Figure 121

Cerebral adaptation to hyponatremia. A, Decreases in extracellular osmolality cause movement of water (H2O) into the cells, increasing intracellular volume and thus causing tissue edema. This cellular edema within the fixed confines of the cranium causes increased intracranial pressure, leading to neurologic symptoms. To prevent this from happening, mechanisms geared toward volume regulation come into operation, to prevent cerebral edema from developing in the vast majority of patients with hyponatremia.
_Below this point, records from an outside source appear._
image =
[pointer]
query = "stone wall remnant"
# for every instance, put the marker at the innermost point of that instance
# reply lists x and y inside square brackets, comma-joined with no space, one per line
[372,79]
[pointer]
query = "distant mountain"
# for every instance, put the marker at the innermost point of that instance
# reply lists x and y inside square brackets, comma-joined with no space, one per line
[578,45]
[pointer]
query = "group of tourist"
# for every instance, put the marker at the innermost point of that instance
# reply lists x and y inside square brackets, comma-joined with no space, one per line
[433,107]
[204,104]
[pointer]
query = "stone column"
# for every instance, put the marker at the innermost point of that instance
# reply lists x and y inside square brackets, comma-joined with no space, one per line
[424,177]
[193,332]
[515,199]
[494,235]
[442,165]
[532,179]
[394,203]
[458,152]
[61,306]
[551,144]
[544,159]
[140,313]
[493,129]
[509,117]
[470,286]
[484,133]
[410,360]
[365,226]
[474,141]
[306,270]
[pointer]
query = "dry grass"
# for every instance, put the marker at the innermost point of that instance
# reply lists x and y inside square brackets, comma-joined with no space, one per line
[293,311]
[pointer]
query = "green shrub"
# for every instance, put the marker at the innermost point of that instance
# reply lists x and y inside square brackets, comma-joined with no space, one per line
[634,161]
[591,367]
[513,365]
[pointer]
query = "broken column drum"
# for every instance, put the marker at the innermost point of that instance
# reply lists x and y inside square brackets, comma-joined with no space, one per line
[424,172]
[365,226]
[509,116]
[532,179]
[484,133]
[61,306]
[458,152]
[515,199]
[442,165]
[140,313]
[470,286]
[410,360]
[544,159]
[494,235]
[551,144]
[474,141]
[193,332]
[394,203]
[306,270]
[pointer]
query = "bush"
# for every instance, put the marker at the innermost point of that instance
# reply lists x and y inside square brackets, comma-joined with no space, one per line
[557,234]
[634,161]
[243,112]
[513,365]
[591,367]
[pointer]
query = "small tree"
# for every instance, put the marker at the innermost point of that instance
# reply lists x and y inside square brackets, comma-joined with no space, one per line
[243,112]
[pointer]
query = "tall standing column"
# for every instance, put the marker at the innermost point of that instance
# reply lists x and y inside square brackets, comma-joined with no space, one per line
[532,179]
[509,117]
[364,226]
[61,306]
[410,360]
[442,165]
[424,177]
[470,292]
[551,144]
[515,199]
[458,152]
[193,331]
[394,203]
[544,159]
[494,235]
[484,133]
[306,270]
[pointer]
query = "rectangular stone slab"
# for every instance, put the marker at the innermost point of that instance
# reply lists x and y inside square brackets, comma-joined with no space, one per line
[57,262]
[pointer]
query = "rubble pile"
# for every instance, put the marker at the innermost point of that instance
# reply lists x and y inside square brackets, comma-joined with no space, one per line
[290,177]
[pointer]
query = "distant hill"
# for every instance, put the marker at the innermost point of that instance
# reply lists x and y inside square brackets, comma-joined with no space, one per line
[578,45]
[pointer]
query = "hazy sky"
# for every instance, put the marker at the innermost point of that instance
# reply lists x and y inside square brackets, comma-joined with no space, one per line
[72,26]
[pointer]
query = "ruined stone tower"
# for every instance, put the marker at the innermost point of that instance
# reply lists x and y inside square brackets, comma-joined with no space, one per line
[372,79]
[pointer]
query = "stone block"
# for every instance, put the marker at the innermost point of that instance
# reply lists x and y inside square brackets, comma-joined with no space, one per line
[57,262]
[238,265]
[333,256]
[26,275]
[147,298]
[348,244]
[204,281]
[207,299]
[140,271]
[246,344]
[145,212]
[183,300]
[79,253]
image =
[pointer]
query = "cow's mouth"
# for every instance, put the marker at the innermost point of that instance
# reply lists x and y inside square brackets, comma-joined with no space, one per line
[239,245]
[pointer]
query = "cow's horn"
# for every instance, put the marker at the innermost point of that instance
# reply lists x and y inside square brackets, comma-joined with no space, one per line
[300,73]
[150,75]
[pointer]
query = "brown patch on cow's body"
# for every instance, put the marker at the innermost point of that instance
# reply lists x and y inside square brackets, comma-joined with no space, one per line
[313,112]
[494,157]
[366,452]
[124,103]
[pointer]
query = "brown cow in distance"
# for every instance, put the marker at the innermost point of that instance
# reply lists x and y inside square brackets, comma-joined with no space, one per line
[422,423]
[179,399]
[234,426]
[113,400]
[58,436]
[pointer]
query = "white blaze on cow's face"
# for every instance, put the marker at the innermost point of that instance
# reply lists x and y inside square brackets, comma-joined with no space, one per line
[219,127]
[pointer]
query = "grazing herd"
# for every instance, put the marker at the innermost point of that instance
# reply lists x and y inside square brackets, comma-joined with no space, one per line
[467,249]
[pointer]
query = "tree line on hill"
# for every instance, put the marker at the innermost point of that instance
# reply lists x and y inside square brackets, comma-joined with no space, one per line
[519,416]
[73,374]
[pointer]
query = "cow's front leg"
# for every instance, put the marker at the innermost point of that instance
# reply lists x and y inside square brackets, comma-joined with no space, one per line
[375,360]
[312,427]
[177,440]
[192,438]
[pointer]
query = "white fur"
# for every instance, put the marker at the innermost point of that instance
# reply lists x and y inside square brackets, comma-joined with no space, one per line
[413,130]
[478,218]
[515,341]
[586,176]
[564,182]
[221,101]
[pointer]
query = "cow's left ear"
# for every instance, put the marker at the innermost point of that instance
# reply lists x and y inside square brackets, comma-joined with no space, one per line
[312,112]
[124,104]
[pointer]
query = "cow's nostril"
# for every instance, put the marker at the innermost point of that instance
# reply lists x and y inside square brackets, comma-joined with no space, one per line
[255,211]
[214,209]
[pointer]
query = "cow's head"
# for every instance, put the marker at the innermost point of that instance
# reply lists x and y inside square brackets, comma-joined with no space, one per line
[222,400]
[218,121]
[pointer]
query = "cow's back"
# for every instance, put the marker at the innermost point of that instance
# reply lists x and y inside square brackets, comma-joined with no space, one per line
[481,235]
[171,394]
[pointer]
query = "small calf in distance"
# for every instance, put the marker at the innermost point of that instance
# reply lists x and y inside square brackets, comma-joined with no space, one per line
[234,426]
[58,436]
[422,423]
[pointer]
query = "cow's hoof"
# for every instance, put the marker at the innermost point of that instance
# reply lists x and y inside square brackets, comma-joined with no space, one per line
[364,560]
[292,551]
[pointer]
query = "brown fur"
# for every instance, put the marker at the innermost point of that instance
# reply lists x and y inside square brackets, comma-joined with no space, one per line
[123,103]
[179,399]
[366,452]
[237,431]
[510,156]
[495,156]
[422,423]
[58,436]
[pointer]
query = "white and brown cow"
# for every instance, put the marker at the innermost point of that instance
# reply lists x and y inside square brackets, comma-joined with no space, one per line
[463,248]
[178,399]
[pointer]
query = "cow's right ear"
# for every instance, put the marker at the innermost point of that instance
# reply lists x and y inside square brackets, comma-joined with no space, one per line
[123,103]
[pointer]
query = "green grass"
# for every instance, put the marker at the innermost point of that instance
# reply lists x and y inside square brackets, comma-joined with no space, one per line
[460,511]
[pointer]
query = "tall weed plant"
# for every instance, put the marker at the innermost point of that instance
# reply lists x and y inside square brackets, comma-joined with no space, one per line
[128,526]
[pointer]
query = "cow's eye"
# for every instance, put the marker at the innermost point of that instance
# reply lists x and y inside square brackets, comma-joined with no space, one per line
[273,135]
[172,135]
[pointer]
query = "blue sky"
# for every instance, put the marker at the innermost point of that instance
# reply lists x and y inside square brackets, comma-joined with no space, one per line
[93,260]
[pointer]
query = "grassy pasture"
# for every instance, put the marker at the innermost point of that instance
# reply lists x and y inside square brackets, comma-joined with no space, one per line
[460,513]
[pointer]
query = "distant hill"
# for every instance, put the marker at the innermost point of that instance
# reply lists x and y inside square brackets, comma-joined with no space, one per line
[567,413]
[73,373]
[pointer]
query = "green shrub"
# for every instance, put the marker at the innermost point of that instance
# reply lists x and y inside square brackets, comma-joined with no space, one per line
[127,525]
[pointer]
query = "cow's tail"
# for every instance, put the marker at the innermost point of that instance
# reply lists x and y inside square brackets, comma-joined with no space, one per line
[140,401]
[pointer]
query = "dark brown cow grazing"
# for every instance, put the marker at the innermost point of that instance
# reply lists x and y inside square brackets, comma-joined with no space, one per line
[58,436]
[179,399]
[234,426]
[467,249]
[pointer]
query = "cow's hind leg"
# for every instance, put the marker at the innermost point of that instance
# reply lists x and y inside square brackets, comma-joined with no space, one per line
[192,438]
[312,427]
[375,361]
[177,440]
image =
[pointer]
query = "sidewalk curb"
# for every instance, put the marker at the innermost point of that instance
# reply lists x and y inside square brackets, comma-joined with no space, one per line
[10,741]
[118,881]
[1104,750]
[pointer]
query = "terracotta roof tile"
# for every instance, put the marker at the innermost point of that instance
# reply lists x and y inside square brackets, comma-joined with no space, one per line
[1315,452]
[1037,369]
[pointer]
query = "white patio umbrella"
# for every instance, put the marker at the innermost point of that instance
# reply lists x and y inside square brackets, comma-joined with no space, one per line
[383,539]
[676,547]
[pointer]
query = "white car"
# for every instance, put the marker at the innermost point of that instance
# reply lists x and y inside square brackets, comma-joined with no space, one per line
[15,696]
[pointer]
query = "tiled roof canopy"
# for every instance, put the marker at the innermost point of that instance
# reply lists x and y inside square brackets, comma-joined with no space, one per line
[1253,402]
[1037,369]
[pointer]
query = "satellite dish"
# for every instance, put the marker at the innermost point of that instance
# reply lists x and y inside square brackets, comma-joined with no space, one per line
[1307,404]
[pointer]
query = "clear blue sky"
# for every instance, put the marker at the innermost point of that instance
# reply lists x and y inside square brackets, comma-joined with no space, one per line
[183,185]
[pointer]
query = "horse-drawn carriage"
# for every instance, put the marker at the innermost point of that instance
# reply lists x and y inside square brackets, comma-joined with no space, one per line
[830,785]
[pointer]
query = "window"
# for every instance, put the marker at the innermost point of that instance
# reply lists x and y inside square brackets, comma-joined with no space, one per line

After induction of extracellular fluid hypo-osmolality, H2O moves into the brain in response to osmotic gradients, producing cerebral edema (middle panel, 1). However, within 1 to 3 hours, a decrease in cerebral extracellular volume occurs by movement of fluid into the cerebrospinal fluid, which is then shunted back into the systemic circulation. This happens very promptly and is evident by the loss of extracellular and intracellular solutes (sodium and chloride ions) as early as 30 minutes after the onset of hyponatremia. As H2O losses accompany the losses of brain solute (middle panel, 2), the expanded brain volume decreases back toward normal (middle panel, 33) [15]. B, Relative decreases in individual osmolytes during adaptation to chronic hyponatremia. Thereafter, if hyponatremia persists, other organic osmolytes such as phosphocreatine, myoinositol, and amino acids like glutamine, and taurine are lost. The loss of these solutes markedly decreases cerebral swelling. Patients who have had a slower onset of hyponatremia (over 72 to 96 hours or longer), the risk for osmotic demyelination rises if hyponatremia is corrected too rapidly [18,19]. Na+—sodium; K+—potassium; Cl-—chloride.